Les Loups Gris (Bozkurtlar), officiellement connus sous le nom de Foyers Idéalistes (Ülkü Ocakları), sont l’aile jeunesse paramilitaire néofasciste et virulemment raciste du Parti du mouvement nationaliste turc (MHP), qui fait partie d’une coalition au pouvoir avec le Parti de la justice et du développement (AKP) de Tayyip Erdoğan. Leur vision politique d’extrême droite est une combinaison d’islamisme conservateur, d’antisémitisme et de touranisme mythique hyper nationaliste, qui les voit comme les troupes de choc pour faire naître un monde turc uni des Balkans à la Sibérie. Leur xénophobie fanatique envers les Turcs non sunnites les a conduits à terroriser et à assassiner en fonction de l’ethnicité (Kurdes, Arméniens, Grecs, Assyriens et Arabes), de la religion (Alévis, Chrétiens et Juifs) et de la politique (toute personne de gauche politique). Ils financent leur tristement célèbre organisation criminelle par une combinaison de trafic d’armes, de trafic de drogue, de trafic d’êtres humains, d’extorsion et de soutien de l’État profond turc, qui les utilise pour intimider leurs adversaires dans toute l’Europe et en Turquie.
En tant qu’escadron de la mort paramilitaire soutenu par Ankara, les Loups gris ont reçu carte blanche depuis leur fondation en 1968 pour attaquer ouvertement les ennemis présumés de l’État turc. Cette bénédiction de l’État pour assassiner des milliers de ses opposants a donné lieu à une liste d’atrocités notables, notamment le massacre de la place Taksim (1977) – où ils ont assassiné 34 gauchistes, le massacre de Maraş (1978) – où ils ont assassiné plus de 100 Kurdes alévis, le massacre de Beyazıt (1978) – où ils ont fait exploser 7 étudiants de gauche, le massacre de Bahçelievler (1978) – où ils ont abattu 7 autres étudiants, le massacre de Çorum (1980) – où ils ont assassiné 57 jeunes alévis, et le massacre de Sivas (1993) – où ils ont brûlé vifs 35 intellectuels alévis à l’hôtel Madımak. Dans le cas de ce dernier, cela s’est produit le 2 juillet, ce qui signifie que lorsque les mains de Demiral ont dessiné la forme du Loup Gris devant des milliers de supporters rugissants sur le terrain de football [cela intervenait le jour où on commémorait le 31e anniversaires du massacre de Sivas où une foule a fait le même geste alors qu’on brûlait vives 35 personnes dans l’hôtel Madimak].

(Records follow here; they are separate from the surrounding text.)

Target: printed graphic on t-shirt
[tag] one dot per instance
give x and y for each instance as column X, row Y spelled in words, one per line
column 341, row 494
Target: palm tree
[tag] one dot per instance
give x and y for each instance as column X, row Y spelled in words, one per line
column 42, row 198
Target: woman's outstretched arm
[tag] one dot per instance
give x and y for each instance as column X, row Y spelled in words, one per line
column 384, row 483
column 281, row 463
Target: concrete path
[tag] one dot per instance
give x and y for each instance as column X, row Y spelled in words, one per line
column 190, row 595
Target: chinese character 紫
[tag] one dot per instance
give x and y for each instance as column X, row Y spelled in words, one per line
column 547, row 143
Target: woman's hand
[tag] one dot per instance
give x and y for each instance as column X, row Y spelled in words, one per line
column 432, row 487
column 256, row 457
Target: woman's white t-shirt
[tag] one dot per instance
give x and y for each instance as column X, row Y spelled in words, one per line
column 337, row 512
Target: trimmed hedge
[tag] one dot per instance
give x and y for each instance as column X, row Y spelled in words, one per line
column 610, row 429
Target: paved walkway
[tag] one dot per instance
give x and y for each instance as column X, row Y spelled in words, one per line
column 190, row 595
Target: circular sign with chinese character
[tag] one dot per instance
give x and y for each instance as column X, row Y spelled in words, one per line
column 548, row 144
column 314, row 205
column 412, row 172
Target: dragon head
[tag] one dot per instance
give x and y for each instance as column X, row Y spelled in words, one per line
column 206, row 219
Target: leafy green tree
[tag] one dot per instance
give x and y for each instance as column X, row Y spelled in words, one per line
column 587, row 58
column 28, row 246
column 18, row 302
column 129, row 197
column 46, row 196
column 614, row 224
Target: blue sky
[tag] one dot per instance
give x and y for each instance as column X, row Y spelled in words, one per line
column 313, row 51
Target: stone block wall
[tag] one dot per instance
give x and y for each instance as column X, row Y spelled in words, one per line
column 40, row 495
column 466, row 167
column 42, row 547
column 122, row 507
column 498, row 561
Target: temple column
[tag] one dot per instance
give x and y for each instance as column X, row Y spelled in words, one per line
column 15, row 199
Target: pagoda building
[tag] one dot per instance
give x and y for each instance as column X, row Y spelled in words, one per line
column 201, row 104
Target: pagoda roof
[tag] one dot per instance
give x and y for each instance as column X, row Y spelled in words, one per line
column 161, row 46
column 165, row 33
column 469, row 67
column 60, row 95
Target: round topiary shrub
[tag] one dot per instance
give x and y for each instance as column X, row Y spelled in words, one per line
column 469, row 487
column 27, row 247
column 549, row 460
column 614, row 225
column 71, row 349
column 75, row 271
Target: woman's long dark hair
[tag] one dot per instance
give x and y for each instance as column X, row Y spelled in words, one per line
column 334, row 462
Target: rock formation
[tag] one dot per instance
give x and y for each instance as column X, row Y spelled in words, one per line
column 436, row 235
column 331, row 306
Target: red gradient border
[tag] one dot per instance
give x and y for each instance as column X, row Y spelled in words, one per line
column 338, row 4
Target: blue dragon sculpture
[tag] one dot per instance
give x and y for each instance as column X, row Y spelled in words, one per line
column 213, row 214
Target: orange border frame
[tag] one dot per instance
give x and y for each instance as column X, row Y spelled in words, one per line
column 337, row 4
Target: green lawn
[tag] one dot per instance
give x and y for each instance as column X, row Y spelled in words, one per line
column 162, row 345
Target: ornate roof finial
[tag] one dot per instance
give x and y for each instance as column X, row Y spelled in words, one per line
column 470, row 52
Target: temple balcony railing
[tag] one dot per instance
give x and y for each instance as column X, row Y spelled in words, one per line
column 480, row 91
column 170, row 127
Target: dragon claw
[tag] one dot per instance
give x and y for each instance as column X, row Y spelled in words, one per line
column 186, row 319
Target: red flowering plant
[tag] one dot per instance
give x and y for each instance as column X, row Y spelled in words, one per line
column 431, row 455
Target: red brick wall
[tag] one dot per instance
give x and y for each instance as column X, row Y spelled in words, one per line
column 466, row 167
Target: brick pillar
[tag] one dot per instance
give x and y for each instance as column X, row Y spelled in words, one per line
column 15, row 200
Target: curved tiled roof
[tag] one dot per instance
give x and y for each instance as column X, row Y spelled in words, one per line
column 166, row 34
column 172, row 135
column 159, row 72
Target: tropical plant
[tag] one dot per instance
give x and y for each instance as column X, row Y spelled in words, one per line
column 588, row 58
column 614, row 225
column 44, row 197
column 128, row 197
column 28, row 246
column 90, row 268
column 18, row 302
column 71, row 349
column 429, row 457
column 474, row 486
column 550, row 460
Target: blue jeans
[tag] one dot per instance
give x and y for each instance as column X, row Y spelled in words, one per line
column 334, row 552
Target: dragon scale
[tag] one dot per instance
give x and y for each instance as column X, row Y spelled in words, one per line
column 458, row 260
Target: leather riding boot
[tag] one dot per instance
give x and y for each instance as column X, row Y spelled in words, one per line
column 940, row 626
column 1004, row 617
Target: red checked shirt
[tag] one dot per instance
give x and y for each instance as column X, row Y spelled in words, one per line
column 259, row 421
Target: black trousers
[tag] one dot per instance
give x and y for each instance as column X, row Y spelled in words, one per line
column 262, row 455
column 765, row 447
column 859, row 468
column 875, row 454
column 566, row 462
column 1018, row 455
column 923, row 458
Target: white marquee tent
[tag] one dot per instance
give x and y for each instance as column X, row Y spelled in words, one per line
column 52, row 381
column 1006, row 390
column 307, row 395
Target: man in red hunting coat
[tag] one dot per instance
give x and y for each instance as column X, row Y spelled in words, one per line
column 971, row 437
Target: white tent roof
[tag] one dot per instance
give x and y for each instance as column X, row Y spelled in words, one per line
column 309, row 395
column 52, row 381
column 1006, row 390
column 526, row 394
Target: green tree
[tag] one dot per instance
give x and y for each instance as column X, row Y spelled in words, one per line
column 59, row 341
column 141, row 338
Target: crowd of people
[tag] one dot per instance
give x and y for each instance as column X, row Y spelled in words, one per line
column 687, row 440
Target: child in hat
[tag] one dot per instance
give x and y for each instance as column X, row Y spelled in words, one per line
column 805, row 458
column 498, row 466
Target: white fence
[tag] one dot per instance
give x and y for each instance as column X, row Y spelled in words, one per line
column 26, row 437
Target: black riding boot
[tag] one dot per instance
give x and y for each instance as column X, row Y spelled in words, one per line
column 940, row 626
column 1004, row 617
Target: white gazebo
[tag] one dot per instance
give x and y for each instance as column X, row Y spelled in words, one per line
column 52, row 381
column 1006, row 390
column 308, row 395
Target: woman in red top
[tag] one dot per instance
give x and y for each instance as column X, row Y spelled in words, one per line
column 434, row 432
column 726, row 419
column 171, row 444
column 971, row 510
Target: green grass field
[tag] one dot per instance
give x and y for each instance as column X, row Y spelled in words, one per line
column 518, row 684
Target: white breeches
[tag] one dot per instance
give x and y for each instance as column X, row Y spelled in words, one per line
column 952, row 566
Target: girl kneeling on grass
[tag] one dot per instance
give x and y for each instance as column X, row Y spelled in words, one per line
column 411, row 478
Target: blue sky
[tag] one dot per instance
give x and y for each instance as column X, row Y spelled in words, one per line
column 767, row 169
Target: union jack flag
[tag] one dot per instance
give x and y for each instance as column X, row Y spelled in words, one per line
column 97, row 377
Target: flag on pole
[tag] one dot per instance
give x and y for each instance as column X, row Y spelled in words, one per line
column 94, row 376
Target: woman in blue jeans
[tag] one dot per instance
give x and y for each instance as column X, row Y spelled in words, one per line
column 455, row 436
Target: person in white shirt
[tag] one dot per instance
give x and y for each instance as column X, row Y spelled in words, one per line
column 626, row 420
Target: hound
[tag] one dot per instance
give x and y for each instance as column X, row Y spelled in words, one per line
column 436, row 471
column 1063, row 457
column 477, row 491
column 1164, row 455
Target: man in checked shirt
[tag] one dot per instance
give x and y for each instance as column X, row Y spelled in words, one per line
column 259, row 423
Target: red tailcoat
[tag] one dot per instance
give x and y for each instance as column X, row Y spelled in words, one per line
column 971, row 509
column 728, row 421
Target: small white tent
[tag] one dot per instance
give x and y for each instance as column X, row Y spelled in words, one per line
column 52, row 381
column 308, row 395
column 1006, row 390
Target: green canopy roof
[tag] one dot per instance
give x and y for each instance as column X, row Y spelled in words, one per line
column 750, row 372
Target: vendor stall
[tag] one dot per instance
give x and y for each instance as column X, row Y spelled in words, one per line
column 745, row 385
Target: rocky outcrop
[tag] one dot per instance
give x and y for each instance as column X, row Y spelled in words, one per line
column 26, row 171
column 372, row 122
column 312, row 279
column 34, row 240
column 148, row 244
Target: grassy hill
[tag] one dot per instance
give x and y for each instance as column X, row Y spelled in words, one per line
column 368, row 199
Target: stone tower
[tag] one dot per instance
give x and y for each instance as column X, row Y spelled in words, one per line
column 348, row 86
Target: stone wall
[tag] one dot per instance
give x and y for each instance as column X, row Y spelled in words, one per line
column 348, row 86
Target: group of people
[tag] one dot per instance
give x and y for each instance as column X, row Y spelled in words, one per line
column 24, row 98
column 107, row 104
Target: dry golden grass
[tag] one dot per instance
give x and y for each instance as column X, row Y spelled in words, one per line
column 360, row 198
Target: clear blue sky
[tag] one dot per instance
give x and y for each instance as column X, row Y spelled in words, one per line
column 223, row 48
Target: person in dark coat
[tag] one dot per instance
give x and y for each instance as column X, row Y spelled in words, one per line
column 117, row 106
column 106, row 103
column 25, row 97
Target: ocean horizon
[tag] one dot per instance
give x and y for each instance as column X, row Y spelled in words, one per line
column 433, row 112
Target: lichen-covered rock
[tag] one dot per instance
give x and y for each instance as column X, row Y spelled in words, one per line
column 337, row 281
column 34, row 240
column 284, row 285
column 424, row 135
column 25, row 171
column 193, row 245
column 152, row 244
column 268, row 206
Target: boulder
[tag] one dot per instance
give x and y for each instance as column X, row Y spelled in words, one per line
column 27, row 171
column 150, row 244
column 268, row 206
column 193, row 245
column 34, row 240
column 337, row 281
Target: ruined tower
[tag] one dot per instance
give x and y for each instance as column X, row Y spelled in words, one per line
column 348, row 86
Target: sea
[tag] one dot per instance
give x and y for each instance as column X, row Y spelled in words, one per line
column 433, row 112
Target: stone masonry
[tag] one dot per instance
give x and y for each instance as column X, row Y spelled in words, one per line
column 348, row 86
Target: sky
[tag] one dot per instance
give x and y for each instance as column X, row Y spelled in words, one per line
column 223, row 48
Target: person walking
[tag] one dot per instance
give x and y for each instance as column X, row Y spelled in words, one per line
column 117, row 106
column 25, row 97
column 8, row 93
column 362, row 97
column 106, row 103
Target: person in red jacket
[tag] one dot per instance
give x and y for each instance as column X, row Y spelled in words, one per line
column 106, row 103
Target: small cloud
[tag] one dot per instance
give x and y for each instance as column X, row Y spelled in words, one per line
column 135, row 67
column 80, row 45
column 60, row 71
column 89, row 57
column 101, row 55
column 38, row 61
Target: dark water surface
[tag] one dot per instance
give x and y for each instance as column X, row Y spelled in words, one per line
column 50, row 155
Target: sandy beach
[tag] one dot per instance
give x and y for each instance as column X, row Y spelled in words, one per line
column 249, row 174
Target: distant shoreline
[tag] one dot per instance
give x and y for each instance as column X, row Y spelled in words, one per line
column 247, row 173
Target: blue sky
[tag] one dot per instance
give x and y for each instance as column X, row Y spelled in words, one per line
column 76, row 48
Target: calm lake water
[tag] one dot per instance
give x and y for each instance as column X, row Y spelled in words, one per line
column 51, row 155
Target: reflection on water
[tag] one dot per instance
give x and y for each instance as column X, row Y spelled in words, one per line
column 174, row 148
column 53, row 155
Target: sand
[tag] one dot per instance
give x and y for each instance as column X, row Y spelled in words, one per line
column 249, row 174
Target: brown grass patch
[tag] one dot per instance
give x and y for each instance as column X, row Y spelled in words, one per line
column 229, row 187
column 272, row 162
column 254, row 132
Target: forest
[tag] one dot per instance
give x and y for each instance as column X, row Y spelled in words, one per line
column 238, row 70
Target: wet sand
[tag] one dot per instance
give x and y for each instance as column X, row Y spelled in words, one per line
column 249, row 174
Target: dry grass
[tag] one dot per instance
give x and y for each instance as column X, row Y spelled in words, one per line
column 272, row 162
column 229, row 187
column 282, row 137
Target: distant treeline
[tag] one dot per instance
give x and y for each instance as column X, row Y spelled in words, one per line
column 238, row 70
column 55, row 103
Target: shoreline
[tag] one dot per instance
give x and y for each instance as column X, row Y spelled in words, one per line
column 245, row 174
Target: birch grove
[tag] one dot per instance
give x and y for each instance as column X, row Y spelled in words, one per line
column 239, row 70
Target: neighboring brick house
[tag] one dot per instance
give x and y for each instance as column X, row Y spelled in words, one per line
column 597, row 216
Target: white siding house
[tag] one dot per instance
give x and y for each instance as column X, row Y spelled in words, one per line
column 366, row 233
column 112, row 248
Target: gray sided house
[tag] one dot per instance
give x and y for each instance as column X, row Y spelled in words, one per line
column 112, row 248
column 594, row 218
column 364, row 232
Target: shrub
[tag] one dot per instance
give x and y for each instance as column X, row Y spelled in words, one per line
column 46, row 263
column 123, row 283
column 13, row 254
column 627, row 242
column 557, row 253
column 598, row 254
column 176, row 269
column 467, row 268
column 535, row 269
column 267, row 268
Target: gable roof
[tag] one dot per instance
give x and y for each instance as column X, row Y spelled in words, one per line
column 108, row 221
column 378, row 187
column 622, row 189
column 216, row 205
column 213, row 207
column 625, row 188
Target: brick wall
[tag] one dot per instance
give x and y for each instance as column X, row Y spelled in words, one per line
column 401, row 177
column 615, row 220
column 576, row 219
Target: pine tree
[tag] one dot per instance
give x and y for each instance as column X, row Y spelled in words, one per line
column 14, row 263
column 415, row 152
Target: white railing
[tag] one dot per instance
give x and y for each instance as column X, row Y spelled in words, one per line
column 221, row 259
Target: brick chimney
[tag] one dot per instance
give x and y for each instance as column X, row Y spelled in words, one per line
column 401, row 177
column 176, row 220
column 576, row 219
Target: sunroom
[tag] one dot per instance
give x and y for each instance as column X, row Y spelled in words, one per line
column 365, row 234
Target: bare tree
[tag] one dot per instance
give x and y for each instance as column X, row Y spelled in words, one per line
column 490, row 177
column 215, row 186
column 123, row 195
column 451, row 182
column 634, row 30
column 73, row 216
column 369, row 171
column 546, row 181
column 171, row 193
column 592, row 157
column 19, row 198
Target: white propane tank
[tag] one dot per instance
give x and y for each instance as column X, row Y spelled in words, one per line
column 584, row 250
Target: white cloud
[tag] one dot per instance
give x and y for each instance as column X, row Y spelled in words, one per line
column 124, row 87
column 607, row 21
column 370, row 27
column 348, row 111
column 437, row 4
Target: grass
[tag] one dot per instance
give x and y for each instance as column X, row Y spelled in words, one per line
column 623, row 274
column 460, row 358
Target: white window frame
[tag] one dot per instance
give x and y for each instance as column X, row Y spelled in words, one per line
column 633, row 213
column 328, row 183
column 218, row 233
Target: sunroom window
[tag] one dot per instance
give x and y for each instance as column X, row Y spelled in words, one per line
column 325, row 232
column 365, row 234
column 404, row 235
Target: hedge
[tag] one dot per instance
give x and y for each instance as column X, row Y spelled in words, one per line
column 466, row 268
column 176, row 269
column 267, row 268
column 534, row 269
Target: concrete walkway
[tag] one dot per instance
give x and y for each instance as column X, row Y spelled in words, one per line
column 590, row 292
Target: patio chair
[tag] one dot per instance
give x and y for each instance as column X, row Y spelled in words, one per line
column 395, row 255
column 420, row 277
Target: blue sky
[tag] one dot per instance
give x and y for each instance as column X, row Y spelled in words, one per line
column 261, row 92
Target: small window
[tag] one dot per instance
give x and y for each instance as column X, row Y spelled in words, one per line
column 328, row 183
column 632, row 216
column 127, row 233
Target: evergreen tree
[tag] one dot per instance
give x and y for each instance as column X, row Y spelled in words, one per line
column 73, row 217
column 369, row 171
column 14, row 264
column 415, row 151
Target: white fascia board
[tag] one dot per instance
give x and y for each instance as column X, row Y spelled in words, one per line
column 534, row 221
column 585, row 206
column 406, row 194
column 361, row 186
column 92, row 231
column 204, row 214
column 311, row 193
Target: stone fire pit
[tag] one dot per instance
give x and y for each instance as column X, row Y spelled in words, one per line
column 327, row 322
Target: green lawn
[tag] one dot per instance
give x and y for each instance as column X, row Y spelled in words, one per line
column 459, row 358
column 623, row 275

Loin de chez eux, dans la diaspora européenne, les Loups Gris ont tristement tenté d’assassiner le pape Jean-Paul II en 1981 et on les retrouve aujourd’hui souvent en train de distribuer des versions turques de Mein Kampf d’Adolf Hitler, de vandaliser des mémoriaux du génocide arménien ou de mener des attaques de foule contre les Kurdes – comme ils l’ont récemment fait en mars 2024 en Belgique contre des familles kurdes revenant des célébrations du Newroz.
C’est pour ces raisons que de nombreux Kurdes, Arméniens et autres cibles des Loups Gris génocidaires ont immédiatement déclaré que le salut des Loups Gris de Merih Demiral était similaire à celui de quelqu’un qui lance le Sieg Heil ! et que le groupe devait être considéré comme la version turque des néonazis. Il est intéressant de noter que le fondateur des Loups Gris, Alparslan Türkes (1917-1997), qui était un admirateur d’Hitler et des nazis, a décrit le geste de la main du loup en ce sens :
« Le petit doigt symbolise les Turcs, l’index symbolise l’Islam, l’anneau – ou le museau – symbolise le monde. Le point où les trois autres doigts se rejoignent est un timbre. Cela signifie que nous allons mettre le timbre turco-islamique sur le monde. »
L’Allemagne réagit au geste de Demiral
En Allemagne, pays hôte de l’Euro 2024, où toute sympathie envers le nazisme est interdite, la ministre de l’Intérieur Nancy Faeser a immédiatement appelé l’UEFA à punir Demiral pour ce geste, déclarant : « Les symboles de l’extrême droite turque n’ont pas leur place dans nos stades. Utiliser le Championnat d’Europe de football comme une plateforme pour le racisme est totalement inacceptable. Nous attendons de l’UEFA qu’elle enquête sur cette affaire et envisage des sanctions. »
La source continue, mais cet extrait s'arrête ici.